Revived architecture in Pentium M (Banias and Dothan)

Upon release of the Pentium 4's mobile variant, it was quickly realized that the new NetBurst core was not ideal for mobile computing. The Netburst-based processors were simply not as efficient per clock or per watt compared to their P6 predecessors. Pentium 4-Mobile ran much hotter than the Pentium III-M and didn't offer significant performance advantages. Its inefficiency affected not only the cooling system complexity, but also the all-important battery life.

Intel, realizing that their new architecture wasn't the best choice for the mobile space, went back to the drawing boards for a design that would be optimally suited for this market segment. The result was a hybrid, modernized P6 design called the Pentium M:

Design Overview[1]

* Socket 479. Electrically similar to Socket 478, but not compatible.
* Faster front side bus. With the initial Banias core, Intel adopted the 400 MT/s Netburst bus. The Dothan core moved to the 533 MT/s bus, following Pentium 4's evolution.
* Larger L2 cache. Initially 1 MiB, then 2 MiB in Dothan. Dynamic cache activation by quadrant selector from sleep states.
* SSE2 support.
* Pipelining lengthening by 3-4 stages for improved clock scaling.
* Dedicated register stack management.
* Addition of global history to branch prediction table.
* Micro-ops Fusion of certain sub-instructions mediated by decoding units. x86 commands can be combined into fewer RISC micro operations.
* Enhanced SpeedStep III (EIST).

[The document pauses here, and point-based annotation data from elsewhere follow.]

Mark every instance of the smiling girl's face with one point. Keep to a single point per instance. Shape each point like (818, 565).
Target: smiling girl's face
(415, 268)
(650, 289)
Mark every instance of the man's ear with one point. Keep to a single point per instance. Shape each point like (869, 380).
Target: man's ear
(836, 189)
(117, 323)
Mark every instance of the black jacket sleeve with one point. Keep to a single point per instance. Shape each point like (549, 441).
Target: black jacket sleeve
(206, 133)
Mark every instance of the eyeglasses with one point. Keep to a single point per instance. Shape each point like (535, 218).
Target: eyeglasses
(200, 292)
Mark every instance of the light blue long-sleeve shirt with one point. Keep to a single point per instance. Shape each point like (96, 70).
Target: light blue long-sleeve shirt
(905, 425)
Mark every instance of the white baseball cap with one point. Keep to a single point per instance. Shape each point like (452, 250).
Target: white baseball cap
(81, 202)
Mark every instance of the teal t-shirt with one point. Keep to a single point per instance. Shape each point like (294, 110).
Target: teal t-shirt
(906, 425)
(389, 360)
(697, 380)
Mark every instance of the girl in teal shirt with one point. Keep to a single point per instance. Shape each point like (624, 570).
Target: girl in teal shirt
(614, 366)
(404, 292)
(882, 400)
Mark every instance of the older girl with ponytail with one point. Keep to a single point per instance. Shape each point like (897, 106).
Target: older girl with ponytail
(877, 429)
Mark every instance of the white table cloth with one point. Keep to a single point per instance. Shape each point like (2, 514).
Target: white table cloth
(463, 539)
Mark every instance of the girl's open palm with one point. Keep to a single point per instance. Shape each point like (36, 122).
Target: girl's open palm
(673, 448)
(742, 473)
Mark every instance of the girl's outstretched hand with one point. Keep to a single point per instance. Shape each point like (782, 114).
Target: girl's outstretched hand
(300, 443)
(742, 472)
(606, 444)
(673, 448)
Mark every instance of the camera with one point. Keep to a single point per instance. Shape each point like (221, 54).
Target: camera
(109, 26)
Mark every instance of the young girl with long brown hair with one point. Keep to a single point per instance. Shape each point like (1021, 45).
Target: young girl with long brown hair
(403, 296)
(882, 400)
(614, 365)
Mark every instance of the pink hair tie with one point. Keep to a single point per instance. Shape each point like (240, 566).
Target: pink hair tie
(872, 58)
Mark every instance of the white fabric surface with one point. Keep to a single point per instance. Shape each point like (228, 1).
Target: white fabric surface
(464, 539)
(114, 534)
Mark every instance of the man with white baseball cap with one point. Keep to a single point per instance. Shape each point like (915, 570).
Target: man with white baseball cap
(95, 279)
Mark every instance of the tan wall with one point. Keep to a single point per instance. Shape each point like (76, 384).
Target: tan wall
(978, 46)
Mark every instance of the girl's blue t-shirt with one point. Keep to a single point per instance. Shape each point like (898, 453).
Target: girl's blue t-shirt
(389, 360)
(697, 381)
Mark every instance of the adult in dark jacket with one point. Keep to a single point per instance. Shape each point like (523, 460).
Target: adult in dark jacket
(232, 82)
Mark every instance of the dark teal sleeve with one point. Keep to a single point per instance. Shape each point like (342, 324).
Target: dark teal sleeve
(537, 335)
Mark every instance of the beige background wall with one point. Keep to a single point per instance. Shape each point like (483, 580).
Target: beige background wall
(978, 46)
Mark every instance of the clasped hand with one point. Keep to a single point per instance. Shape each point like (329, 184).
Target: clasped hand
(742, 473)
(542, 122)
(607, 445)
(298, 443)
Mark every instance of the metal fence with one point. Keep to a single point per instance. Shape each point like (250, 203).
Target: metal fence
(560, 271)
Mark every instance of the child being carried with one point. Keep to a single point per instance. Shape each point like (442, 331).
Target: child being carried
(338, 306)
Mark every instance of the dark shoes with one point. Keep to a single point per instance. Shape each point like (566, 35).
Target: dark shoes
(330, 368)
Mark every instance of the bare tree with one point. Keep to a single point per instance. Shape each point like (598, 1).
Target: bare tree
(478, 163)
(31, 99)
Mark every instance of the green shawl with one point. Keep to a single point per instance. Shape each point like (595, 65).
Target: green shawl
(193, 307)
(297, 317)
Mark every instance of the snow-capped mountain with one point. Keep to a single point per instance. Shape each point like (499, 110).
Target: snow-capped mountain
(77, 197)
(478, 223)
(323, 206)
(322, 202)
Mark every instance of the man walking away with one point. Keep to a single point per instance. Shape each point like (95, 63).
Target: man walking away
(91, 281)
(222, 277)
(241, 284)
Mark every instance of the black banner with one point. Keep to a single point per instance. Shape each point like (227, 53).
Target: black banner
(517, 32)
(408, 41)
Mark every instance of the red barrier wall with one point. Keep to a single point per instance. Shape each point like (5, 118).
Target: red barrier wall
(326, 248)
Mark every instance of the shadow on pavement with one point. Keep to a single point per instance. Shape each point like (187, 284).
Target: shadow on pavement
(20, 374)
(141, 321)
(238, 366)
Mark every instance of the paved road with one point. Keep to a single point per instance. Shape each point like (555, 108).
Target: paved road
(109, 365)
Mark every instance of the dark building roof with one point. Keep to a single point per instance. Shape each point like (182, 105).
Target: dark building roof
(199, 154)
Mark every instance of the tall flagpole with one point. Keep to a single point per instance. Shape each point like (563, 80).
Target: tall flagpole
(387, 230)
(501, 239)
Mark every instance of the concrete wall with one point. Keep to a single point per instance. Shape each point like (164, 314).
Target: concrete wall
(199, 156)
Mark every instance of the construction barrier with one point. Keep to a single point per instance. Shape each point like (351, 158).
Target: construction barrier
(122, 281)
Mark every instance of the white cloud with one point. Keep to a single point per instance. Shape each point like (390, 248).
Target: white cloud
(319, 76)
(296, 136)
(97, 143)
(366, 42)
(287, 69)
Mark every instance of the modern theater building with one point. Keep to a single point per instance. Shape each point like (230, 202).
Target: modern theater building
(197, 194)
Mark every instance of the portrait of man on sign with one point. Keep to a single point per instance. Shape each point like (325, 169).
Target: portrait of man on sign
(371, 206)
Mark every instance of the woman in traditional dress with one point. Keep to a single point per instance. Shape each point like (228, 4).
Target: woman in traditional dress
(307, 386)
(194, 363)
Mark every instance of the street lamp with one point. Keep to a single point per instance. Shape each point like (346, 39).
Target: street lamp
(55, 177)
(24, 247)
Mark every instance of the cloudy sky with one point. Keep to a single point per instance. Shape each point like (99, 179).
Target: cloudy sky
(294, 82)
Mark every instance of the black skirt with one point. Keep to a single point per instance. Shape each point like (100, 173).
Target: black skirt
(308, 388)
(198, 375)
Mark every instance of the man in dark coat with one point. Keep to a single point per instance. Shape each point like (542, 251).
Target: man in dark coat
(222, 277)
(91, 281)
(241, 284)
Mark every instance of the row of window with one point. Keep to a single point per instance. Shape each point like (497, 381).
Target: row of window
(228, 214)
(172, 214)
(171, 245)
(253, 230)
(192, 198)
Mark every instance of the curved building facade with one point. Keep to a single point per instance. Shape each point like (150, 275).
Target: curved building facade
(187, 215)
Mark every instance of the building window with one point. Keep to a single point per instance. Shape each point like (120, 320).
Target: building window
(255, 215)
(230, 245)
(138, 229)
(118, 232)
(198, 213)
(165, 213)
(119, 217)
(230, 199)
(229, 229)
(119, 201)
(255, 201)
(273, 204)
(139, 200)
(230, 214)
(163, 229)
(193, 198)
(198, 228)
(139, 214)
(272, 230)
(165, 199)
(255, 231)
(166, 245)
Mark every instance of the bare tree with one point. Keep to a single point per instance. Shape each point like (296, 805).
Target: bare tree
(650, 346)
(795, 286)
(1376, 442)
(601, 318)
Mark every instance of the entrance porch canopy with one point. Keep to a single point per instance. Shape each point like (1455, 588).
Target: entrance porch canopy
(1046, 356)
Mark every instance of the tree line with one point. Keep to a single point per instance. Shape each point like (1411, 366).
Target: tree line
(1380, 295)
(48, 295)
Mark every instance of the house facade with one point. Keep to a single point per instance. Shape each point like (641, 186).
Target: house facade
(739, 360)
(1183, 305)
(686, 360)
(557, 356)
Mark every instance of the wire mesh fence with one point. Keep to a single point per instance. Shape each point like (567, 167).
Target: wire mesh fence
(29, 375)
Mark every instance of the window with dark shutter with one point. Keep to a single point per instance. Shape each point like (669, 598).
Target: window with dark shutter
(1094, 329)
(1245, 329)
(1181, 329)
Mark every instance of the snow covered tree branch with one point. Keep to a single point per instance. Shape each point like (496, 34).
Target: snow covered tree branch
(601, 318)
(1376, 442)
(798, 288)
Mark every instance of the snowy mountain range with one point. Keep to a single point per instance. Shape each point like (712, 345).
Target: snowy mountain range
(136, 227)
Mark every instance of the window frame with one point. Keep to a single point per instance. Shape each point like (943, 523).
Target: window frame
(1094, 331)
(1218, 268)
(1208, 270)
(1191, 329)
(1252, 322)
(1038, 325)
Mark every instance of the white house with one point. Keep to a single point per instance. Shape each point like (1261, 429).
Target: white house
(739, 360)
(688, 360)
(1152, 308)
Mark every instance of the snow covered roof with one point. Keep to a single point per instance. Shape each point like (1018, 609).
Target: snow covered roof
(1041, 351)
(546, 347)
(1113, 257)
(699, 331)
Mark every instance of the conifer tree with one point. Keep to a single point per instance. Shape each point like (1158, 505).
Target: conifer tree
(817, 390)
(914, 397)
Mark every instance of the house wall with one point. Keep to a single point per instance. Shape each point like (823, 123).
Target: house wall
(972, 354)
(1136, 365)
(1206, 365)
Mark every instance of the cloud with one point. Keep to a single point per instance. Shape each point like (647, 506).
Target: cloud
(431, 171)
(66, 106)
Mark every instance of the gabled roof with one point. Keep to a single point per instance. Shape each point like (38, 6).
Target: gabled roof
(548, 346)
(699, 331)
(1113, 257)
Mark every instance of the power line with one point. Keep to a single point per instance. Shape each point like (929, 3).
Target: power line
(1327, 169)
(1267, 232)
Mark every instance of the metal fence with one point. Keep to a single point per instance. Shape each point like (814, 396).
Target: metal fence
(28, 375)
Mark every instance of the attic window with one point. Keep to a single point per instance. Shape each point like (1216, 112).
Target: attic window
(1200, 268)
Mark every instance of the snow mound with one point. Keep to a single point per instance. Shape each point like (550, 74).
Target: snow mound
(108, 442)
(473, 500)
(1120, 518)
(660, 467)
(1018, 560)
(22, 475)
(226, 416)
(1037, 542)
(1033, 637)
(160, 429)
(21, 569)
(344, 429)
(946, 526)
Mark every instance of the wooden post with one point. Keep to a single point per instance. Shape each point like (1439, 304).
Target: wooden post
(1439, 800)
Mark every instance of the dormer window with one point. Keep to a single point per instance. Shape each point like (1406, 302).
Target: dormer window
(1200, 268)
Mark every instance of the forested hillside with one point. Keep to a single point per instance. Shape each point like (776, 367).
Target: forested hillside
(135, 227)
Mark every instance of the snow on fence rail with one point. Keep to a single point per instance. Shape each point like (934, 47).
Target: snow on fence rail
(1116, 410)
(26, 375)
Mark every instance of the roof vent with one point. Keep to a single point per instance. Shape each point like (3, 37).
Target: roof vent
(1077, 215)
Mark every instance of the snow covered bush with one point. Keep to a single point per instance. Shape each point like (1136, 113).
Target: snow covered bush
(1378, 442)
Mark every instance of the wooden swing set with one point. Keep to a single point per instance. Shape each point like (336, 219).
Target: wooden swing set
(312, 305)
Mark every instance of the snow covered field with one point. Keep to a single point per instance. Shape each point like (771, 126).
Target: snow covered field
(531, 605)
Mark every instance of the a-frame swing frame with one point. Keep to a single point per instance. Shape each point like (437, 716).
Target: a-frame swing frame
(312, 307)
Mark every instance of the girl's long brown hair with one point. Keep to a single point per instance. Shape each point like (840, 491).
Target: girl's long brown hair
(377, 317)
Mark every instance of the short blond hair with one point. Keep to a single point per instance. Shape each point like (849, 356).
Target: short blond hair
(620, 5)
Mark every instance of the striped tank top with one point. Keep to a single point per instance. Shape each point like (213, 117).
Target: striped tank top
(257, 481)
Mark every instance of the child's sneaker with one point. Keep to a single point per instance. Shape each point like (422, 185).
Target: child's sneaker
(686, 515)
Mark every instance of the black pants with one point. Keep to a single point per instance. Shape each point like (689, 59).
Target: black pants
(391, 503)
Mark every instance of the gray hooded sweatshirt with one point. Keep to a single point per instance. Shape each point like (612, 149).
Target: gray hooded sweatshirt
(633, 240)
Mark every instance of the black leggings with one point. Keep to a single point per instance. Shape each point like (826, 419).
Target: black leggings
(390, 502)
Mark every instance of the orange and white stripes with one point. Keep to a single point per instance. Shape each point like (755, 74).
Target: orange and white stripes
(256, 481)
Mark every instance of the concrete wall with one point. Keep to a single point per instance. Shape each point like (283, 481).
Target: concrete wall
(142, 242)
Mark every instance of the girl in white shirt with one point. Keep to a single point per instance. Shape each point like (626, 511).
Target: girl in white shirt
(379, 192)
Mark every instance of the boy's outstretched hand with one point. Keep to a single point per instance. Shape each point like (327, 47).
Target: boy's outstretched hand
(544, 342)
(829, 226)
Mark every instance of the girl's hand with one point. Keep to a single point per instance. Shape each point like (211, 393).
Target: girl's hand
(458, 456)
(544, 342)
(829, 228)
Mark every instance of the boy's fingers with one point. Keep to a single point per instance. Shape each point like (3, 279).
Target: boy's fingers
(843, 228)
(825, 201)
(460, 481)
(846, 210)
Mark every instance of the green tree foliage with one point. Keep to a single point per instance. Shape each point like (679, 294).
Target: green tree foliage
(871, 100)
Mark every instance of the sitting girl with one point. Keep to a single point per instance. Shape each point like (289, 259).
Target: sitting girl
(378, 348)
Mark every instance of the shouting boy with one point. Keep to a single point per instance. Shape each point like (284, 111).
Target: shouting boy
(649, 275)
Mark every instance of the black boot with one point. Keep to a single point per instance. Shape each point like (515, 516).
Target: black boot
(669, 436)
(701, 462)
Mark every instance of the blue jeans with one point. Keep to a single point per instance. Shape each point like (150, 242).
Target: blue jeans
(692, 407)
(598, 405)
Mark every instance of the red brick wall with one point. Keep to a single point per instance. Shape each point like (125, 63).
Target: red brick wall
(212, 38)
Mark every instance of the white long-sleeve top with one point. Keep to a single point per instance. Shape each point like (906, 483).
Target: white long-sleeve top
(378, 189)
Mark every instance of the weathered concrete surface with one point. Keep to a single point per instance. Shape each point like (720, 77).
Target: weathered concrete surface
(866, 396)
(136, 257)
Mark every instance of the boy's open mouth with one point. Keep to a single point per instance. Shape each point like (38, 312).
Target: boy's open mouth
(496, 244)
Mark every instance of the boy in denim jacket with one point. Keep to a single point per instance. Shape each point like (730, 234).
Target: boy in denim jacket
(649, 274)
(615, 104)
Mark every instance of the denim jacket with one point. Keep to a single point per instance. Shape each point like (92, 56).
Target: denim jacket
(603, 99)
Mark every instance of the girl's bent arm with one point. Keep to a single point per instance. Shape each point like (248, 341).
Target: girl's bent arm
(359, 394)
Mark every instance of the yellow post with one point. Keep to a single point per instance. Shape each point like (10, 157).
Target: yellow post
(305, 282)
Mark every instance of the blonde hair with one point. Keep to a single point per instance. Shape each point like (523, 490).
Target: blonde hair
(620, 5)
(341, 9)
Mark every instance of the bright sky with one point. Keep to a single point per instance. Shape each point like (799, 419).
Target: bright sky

The processor can clock down to a fraction of its maximum speed and voltage when idle, bringing power usage down to only a few Watts.

The Pentium M was the most power efficient processor for notebooks for several years, consuming under 30 Watts at maximum load and a mere 4-5 Watts while idle. The processing efficiency gains brought about by its modernization allowed it to rival the Netburst processors clocked nearly one gigahertz higher and equipped with much more memory and bus bandwidth.[1]

Pentium M's primary shortcoming was in the floating point realm. The P6 core had formidable floating point performance throughout much of its lifetime, but the newer AMD Athlon and Athlon 64 cores, along with the powerful floating point SIMD capabilities of NetBurst processors, outclassed it. Although Intel implemented SSE2 in Pentium M, the implementation was not equal to that within the Athlon 64 or Pentium 4. So, on tasks where Pentium M was relying heavily on its floating point unit instead of its cache and integer performance, it would present disappointing performance.